Teste é aplicado pelo grupo Labclim ao custo de R$ 310 nos estacionamentos dos shoppings Eldorado, na zona oeste da cidade, e do shopping Golden Square, em São Bernardo Campo, no ABC paulista

Márcia De Chiara, O Estado de S.Paulo

22 de maio de 2020 | 05h00

O isolamento social imposto pela pandemia do novo coronavírus esvaziou do dia para noite os estacionamentos dos shoppings da capital paulista. Agora, aos poucos, eles começam a encher novamente, mas não de consumidores. São pessoas indo em busca de testes de covid-19 com a coleta de sangue feita no próprio carro. São dois retratos do mesmo problema.

Desde meados do mês, os estacionamentos dos shoppings Eldorado, na zona oeste da cidade, e do shopping Golden Square, em São Bernardo Campo, no ABC paulista, viraram palco de testes rápidos de covid-19 por meio de drive-thru. A Ancar Ivanhoe, dona dos shoppings, alugou o espaço para ser um drive-thru de testes de covid-19. Ao custo de R$ 310, o teste é aplicado pelo grupo Labclim.  Até agora foram atendidas cerca de 400 pessoas e a demanda é crescente, informa a médica da clínica FCS, responsável pelo projeto, Franciele Siqueira. Ela conta que, além desses dois shoppings, estão sendo fechadas parcerias semelhantes  com outros shoppings de São Paulo, Rio de Janeiro, Ceará e Goiás.

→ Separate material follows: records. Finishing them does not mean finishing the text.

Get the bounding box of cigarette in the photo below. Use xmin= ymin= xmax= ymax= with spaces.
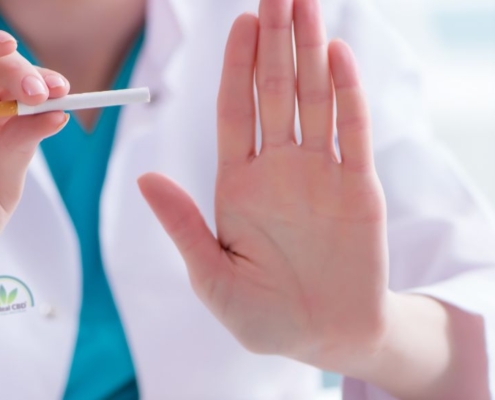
xmin=0 ymin=87 xmax=150 ymax=118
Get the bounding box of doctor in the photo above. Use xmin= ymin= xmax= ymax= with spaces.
xmin=0 ymin=0 xmax=495 ymax=400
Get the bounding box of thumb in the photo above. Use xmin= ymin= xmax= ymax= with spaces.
xmin=138 ymin=173 xmax=225 ymax=290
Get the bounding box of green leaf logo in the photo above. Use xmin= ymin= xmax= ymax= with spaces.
xmin=7 ymin=288 xmax=17 ymax=304
xmin=0 ymin=285 xmax=7 ymax=304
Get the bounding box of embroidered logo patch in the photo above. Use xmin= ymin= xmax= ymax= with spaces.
xmin=0 ymin=275 xmax=34 ymax=317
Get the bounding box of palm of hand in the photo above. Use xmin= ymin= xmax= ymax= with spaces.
xmin=141 ymin=0 xmax=387 ymax=368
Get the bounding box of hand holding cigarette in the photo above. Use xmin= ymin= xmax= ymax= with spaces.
xmin=0 ymin=87 xmax=150 ymax=118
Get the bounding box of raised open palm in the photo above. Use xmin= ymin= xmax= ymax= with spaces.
xmin=140 ymin=0 xmax=388 ymax=370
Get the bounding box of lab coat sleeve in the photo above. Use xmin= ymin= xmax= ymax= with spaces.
xmin=322 ymin=0 xmax=495 ymax=400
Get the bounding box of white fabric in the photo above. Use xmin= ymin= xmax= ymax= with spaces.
xmin=0 ymin=0 xmax=495 ymax=400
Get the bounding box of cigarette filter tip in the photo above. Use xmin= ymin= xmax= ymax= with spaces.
xmin=0 ymin=101 xmax=17 ymax=118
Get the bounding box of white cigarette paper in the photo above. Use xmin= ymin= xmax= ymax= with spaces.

A poucas quadras dali, o shopping Iguatemi, o mais antigo do País e um dos endereços mais cobiçados do varejo nacional, também vai transformar parte do estacionamento em drive-thru de teste da covid-19 a partir da próxima segunda-feira, dia 25. Neste caso, a iniciativa de testagem partiu de um grupo de 15 empresas dos mais diferentes setores, tecnologia, saúde, logística, shopping, mercado financeiro, organizadas no movimento #2em2.

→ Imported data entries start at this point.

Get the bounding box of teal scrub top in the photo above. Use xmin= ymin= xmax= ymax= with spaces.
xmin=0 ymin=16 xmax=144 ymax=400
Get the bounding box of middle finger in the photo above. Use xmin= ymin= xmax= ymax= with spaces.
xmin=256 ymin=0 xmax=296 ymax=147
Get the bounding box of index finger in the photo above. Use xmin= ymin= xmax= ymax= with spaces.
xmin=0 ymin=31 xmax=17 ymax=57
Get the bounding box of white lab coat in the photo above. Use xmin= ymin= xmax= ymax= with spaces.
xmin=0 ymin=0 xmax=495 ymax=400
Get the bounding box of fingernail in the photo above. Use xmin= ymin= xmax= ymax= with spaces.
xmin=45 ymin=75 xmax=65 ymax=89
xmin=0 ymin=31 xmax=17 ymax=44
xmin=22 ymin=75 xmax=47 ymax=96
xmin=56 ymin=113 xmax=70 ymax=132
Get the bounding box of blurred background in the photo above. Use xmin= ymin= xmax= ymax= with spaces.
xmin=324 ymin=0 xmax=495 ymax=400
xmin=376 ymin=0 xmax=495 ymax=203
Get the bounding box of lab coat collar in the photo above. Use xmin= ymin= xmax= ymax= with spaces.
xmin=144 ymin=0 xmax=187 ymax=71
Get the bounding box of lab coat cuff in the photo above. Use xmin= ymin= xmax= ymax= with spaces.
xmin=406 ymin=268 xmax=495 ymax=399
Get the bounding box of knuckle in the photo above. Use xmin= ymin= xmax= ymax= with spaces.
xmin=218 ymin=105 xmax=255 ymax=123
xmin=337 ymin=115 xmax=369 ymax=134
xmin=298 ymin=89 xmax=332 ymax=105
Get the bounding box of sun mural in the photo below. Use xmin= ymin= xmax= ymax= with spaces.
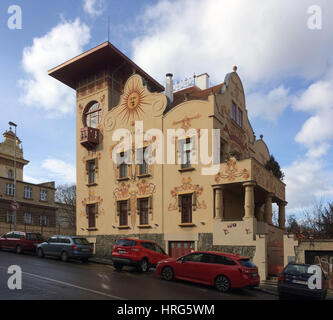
xmin=119 ymin=77 xmax=149 ymax=122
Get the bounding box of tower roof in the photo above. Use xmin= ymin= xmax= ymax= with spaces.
xmin=48 ymin=41 xmax=164 ymax=92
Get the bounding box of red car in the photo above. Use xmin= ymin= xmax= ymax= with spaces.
xmin=156 ymin=251 xmax=260 ymax=292
xmin=0 ymin=231 xmax=43 ymax=253
xmin=111 ymin=239 xmax=169 ymax=272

A campanha, sem fins lucrativos, vai doar um teste para hospitais públicos e entidades filantrópicas para cada teste vendido por R$ 251. A Rappi, empresa de delivery, será responsável pela venda e o agendamento dos exames, que começaram a ser feitos desde da última quarta feira. Fernando Vilela, diretor de estratégia da Rappi, conta que foi criado no aplicativo um botão teste covid-19, como logo do movimento #2em 2. Desta forma, a compra fica mais fácil. cada usuário pode comprar, no máximo cinco testes. O pagamento é por cartão de crédito.

Enquanto o Rappi cuida da venda, a equipe médica da Cia. da Consulta vai aplicar os testes.Victor Fiss, fundador e CEO da empresa diz que a intenção do movimento é gerar informações confiáveis sobre a doença, reduzindo problemas de subnotificação. “Com testagem em massa vamos ter informações relevantes tanto para as pessoas saberem o risco que correm como para as autoridades tomarem decisões de saúde pública, sobretudo na alocação de recursos.” 

O projeto, que começa a funcionar a semana que vem no estacionamento do shopping Iguatemi, terá capacidade para fazer 800 exames por dia e 24 mil por mês. Neste momento, três empresas já doaram 20 mil testes que serão distribuídos para hospitais públicos e entidades filantrópicas. A meta é atingir 100 mil testes nos próximos dois meses.

Fiss diz que já há conversas para expandir o sistema de testagem drive-thru para outros shoppings de São Paulo, também do grupo Iguatemi. “Temos uma plataforma escalável, trazendo outros shoppings com a tecnologia da Rappi.”

Uma parceria entre a Prefeitura de Santo André, no ABC paulista, e o Grand Plaza Shopping, administrado pelo grupo CCP, realiza desde o início deste mês testes rápidos de covid-19 também no sistema drive-thru. O público é profissionais de saúde, do setor de segurança e trabalhadores em serviços essenciais.

Anticorpos

Tanto o drive-thru do Eldorado como do Iguatemi aplicam testes sorológicos capaz de identificar se a pessoa teve contato com o vírus e já desenvolveu anticorpos. Segundo os responsáveis, ambos os testes foram aprovados pela Agência de Vigilância Sanitária (Anvisa) e são de alta confiabilidade.

Felipe Folco, diretor médico da Cia. da Consulta, explica que a recomendação é que o teste seja feito no intervalo de 14 a 20 dias após a pessoa ter tido algum sintoma da doença ou contato com alguém contaminado. Esse é o intervalo de tempo necessário para que a o anticorpo se desenvolva no organismo. A coleta leva cerca de 10 minutos e o resultado, no seu caso, sai em 72 horas. O atendimento é para pessoas acima de 10 anos de idade.